The second set is disappointing. On LP, it was entitled Red Allen Plays King Oliver and it is a fact some of the numbers were once played by Oliver, but Allen sounds far from his best with an undistinguished, pseudo-Dixieland group in which only Milt Hinton and Buster Bailey are assets. Things perk up a bit when Sammy Price replaces one Bob Hammer at the keyboard for four numbers.

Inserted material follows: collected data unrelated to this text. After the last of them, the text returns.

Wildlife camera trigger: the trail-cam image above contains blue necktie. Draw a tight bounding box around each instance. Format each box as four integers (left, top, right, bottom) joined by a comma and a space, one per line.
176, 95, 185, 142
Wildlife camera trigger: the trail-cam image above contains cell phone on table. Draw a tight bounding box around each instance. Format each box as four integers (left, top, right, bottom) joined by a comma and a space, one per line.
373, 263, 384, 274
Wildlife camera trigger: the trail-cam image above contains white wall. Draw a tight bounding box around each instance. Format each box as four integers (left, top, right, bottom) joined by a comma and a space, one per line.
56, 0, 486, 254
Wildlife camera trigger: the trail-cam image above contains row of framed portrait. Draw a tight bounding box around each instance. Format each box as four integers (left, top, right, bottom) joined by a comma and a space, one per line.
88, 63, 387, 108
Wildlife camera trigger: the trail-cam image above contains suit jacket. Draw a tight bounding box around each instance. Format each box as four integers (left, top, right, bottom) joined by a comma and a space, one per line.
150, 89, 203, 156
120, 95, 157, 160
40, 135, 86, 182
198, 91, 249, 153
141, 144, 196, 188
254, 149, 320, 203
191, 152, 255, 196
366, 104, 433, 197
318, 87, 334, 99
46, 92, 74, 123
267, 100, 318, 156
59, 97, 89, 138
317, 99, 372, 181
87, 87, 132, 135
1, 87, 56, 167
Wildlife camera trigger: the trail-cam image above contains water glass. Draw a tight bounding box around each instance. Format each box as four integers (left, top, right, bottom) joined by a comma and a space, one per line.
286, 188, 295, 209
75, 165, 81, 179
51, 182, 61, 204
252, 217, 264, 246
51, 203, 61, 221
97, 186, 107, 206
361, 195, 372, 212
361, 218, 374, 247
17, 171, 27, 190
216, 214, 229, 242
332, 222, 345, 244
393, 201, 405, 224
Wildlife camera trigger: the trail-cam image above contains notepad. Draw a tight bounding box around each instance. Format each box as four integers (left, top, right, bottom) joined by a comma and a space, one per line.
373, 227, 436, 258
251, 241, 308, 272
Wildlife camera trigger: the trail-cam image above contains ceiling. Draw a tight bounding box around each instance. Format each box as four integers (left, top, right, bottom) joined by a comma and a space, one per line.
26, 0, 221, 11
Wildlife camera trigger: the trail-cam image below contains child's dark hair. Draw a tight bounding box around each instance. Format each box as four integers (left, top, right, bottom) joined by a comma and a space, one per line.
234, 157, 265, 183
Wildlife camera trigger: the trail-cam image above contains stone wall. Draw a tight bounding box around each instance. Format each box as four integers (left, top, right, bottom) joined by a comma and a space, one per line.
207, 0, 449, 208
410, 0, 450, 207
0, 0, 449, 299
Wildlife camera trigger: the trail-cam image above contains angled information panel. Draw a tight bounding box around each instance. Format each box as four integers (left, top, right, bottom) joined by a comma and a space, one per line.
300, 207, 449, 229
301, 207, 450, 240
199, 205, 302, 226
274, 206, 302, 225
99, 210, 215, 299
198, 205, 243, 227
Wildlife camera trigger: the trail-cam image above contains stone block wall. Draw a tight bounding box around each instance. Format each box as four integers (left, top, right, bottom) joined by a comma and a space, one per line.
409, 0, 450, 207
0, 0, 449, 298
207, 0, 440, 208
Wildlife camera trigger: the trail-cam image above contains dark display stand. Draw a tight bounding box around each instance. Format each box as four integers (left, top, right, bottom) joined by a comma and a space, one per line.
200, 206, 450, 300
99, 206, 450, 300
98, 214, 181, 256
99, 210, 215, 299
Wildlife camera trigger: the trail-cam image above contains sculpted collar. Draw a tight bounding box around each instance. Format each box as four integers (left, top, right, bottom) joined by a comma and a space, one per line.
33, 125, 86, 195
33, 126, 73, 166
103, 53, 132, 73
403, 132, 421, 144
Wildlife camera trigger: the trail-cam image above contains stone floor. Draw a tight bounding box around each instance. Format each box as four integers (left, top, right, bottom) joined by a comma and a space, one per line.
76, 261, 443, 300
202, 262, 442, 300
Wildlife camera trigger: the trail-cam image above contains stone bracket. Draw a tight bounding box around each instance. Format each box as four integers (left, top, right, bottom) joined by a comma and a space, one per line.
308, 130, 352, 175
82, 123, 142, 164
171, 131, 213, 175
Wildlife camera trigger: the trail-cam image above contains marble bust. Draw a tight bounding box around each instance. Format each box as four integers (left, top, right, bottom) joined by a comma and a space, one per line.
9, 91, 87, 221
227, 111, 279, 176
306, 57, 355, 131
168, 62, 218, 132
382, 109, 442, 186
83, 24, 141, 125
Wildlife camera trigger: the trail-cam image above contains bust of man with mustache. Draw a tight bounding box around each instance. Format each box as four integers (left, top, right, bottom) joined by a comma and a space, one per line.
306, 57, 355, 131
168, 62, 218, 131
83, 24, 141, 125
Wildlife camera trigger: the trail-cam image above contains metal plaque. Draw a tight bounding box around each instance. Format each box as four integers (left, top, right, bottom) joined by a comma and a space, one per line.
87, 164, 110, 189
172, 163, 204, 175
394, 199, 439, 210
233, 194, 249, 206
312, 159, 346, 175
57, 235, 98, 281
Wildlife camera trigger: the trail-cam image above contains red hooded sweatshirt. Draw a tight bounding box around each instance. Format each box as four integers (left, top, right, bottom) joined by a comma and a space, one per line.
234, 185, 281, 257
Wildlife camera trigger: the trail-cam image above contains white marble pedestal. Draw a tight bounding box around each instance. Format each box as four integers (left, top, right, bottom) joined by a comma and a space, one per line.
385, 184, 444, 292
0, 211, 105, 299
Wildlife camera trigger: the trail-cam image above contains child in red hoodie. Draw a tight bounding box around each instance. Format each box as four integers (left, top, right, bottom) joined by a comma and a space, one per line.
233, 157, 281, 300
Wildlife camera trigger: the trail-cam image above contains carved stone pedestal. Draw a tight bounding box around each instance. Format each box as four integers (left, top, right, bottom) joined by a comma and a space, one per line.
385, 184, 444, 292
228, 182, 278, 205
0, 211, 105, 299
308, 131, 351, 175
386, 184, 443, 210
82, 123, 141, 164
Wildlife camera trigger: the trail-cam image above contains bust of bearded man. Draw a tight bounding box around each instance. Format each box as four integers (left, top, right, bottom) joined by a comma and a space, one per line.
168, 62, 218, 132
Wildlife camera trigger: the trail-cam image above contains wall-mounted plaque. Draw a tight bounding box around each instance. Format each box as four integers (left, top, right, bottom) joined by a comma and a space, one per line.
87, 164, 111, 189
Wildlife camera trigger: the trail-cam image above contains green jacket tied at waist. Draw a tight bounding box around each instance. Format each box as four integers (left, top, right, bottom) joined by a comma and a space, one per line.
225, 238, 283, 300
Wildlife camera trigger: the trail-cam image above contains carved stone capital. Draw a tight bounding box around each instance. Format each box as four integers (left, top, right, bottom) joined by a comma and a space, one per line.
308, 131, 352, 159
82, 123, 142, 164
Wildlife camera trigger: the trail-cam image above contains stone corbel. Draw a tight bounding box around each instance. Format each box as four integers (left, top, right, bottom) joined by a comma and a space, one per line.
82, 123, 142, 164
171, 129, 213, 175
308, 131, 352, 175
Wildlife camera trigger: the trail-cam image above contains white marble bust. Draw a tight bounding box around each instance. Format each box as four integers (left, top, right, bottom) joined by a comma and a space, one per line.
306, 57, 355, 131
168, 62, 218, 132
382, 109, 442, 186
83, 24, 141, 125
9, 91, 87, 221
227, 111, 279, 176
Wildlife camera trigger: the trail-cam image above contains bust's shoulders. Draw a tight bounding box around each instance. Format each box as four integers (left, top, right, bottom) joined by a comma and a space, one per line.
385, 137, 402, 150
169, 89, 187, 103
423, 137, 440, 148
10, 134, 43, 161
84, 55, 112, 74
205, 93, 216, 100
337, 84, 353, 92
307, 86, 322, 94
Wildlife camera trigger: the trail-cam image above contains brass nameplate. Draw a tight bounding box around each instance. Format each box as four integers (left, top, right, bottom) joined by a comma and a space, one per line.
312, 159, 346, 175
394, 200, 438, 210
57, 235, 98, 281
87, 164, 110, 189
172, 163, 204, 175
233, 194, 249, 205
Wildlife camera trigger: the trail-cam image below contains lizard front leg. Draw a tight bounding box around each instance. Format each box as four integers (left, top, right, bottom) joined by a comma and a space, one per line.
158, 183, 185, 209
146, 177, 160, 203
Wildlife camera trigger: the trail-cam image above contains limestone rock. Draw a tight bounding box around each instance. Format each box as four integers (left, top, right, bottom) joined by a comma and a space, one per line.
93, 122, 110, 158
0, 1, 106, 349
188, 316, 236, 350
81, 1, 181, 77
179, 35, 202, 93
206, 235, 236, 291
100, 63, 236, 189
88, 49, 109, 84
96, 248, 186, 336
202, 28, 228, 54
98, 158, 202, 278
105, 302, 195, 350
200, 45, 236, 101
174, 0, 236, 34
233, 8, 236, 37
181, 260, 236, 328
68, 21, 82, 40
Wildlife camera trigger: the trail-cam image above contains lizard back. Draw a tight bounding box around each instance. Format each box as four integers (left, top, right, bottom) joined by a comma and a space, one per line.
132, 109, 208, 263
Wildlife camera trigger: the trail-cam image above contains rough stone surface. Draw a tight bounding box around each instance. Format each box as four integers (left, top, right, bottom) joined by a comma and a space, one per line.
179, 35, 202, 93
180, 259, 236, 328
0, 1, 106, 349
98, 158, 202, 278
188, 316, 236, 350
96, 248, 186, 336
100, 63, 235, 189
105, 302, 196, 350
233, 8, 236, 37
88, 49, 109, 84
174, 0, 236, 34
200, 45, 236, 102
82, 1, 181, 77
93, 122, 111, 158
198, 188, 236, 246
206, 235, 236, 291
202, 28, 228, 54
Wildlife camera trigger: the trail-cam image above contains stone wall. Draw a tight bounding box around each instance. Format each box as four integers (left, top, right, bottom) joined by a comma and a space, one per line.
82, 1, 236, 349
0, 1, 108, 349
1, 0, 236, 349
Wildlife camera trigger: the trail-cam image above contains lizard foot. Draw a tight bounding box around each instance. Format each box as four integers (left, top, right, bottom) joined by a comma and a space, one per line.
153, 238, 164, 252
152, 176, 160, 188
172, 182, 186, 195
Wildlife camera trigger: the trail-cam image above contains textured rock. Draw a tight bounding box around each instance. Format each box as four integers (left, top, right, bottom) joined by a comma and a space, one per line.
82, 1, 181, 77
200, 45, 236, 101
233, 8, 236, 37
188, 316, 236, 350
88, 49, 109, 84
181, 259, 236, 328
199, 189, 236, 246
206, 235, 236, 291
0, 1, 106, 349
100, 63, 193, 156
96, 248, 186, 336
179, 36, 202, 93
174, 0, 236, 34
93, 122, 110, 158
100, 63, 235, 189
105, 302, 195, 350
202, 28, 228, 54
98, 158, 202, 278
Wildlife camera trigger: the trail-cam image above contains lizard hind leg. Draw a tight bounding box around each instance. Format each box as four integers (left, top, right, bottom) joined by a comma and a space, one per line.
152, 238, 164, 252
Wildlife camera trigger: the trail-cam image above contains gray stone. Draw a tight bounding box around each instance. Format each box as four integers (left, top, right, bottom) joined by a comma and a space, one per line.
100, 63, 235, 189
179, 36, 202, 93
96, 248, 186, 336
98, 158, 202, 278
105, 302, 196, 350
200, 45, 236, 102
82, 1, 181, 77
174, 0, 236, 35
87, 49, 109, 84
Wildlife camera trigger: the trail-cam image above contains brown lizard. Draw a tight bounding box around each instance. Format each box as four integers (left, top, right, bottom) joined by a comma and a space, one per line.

The third set, Swing Goes Dixie, by Roy Eldridge and His Central Plaza Dixielanders, was made in 1956, four years before Allen’s, and is somewhat better, although the program of Dixie warhorses is not really appropriate to the personnel: Benny Morton, Eddie Barefield, Dick Wellstood, Walter Page and Jo Jones. Most of the tempos incline to the frantic, but a slow “Black and Blue” gets a long, committed performance. Besides those of the leader, there are interesting solos by Morton, Barefield and Wellstood. Barefield plays clarinet throughout with surprising dexterity and assurance. Jo Jones seems either unhappy with the context or just plain rebellious, except on an alternative “Royal Garden Blues,” where they all riff north to Kansas City.
All three sets document, in different ways, the predicament of swing era stars in the ’50s, when they found themselves between the devil of bebop and the deep blue sea of Dixieland.